I never made it to the gym, while driving there a special alert came on the radio. A plane had flown into the World Trade Tower. I turned my car around and went home. I grew up in New Jersey. My entire family, except for one cousin, lived in the metropolitan New York City area. So many worked and lived in Manhattan. I was a little scared.
My sister worked near to the Towers, and that was where her subway station was located. It was about 9:40 am NY time. And I needed to hear her voice.
My first call was to my parents. They were watching the Towers from their apartment window. My father was beside himself. We had watched the Towers be built in NYC from the Jersey side. He loved them. In fact, my daughter thought my Dad owned the Towers, he talked about them so much when we drove to their apartment from Newark Airport.
But now he was watching in horror and fear. I told my Mom to give him a camera. The photo you see here of that day was taken by my Dad from their apartment. He never saw the photos he took. He gave me the unexposed film on the Thanksgiving after the Towers were destroyed. He said, “Here, I did what you asked. But I never want to see it again.”
As for my sister, I did not get to speak to her right away. She was in the City, trying to get home. And all the cell phones were out since the Towers fell. I spoke briefly to my brother in law. He was beyond upset. His anxiety oozed through the phone lines.

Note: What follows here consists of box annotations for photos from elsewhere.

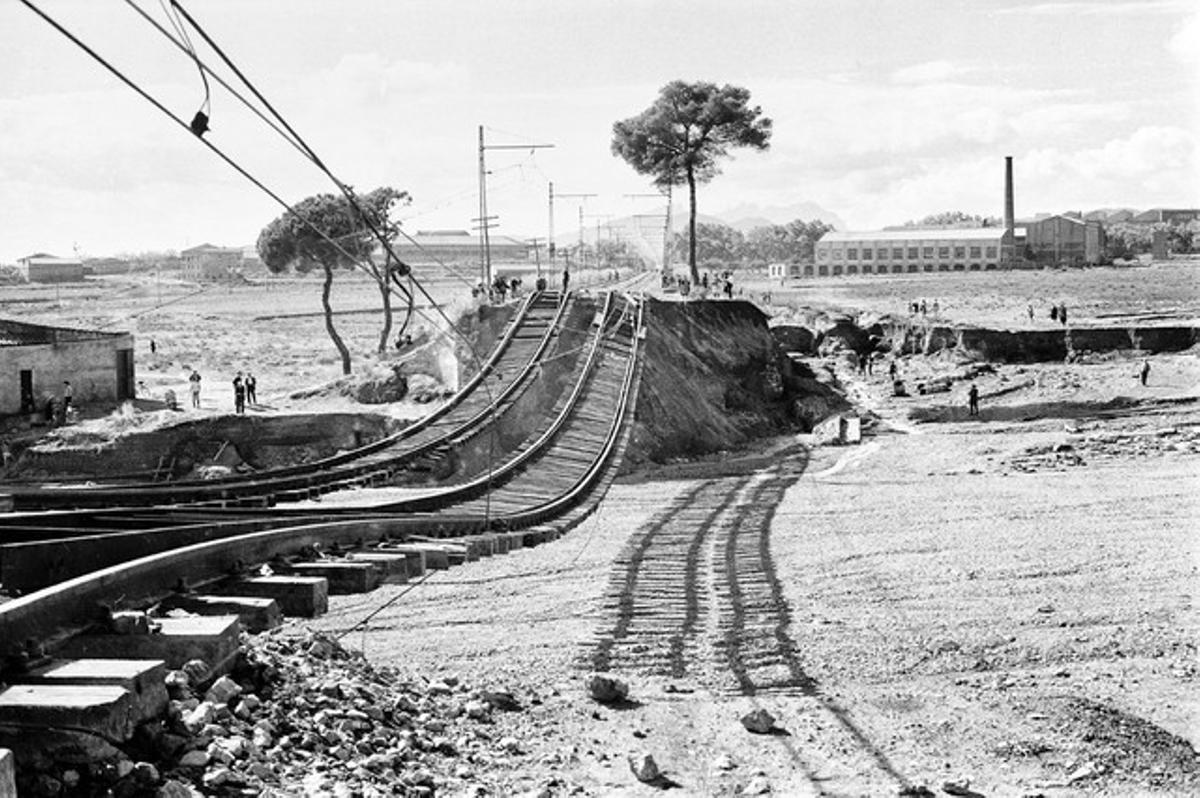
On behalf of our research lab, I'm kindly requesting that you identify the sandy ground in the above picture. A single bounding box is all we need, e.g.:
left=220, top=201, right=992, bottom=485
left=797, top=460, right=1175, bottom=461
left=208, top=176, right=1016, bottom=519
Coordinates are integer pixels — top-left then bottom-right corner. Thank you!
left=10, top=266, right=1200, bottom=796
left=290, top=354, right=1200, bottom=796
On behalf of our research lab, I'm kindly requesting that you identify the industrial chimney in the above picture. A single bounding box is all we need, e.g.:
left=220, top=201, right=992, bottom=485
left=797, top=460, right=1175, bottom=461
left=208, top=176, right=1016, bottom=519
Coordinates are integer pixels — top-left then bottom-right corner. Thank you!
left=1001, top=155, right=1016, bottom=268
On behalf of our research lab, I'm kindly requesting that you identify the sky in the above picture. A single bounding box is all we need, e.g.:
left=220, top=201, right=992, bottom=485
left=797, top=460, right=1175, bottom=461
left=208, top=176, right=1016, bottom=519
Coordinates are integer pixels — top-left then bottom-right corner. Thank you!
left=0, top=0, right=1200, bottom=263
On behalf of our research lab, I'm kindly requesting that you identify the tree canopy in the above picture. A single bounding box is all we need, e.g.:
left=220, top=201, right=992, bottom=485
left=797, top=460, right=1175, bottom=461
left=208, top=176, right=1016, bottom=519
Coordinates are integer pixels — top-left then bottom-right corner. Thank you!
left=257, top=186, right=408, bottom=374
left=612, top=80, right=772, bottom=280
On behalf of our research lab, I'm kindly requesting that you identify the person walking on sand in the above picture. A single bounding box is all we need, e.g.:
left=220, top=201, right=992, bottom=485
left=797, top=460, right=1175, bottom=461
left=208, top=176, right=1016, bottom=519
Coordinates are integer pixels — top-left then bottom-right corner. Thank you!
left=187, top=368, right=200, bottom=409
left=233, top=371, right=246, bottom=414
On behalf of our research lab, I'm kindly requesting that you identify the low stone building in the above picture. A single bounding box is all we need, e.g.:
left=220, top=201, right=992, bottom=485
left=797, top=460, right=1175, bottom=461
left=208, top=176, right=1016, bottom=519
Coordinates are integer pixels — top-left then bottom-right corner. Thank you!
left=179, top=244, right=242, bottom=282
left=0, top=319, right=136, bottom=415
left=17, top=252, right=83, bottom=283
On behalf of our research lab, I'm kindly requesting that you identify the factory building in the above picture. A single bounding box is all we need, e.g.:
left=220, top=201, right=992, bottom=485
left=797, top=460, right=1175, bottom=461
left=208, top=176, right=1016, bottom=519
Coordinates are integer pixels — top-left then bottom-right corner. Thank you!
left=1021, top=216, right=1104, bottom=266
left=803, top=227, right=1007, bottom=277
left=802, top=156, right=1104, bottom=277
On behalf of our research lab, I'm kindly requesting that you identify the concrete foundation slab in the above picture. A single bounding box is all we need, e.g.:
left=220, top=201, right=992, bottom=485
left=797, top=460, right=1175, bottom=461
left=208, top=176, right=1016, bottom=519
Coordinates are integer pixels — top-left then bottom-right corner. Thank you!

So I sat in my house with a neighbor, another New York area transplant. We watched the news, and over and over again watched the Towers fall. We were united in fear, until we heard that both of our sisters were safe.
Then I called the high school where my daughter was a sophomore. “Are they watching this?” I asked the school secretary. “It is on in every classroom,” she told me.
“Then I need to get a note to my daughter. Can I do that today?” I asked. “Tell her that my sister is alive, she is fine.”
“I will send the note right away,” the secretary said.
It wasn’t till 11 that evening that my Dad called to say everyone in my family was accounted for and safe. Not all families had such good news.
In Overland Park we have a 9/11 memorial. It has a piece of a steel beam from the towers that were destroyed. Since it opened two years ago, I go on September 11 and sit there for a while and think about my Dad and the changes in NYC and in the USA since the attacks.
They have a ceremony there on September 11. I do not go for that. I wait till everyone is gone. Then I sit and think. I remember my Dad and his love of the Twin Towers, and I think about the changes in the world since the horrid events that day.
This past summer, when I made my annual visit to New Jersey and New York, I went back to the site of the towers. We have many good memories concerning the site, including eating dinner at the Windows on the World restaurant the night before my sister got married.
But as I looked into the giant fountains of tears, the footprints of the towers, as I read the names of those who perished, as I saw the beautiful white roses left in the names of victims, I was hushed like all the others who were there.
I did go into the Memorial Museum. I went by myself. It was a mistake. I really think you need to go with someone to be able to share the sorrow. And parents, do not take young children behind the glass doors into the area that advises you not to take children in. No child needs to listen to the voices of those who no longer live or to see the videos of people falling. It was almost too much for me to bear. I did not linger in that area.
As you go down, down, down into the bowels of the ground between the footprints of the towers, you can only imagine the fear of those who were there that day.
It was a day like no other, leading to a world that had changed in a flash of fire. September 11 will never just be another day.
While I add September 11 to days I will never forget, and I think of all those who perished, I also know that we need to stand united.
There are people in the world who are filled with hatred. But I do not believe we should bend to their will. We remember what happen, but we also reach forward to life.
As Anne Frank stated, ““Look at how a single candle can both defy and define the darkness.”
We must, in memories of the Towers and those who perished, be candles defying darkness. As the new Freedom Tower nears completion, we know that we can bring back light.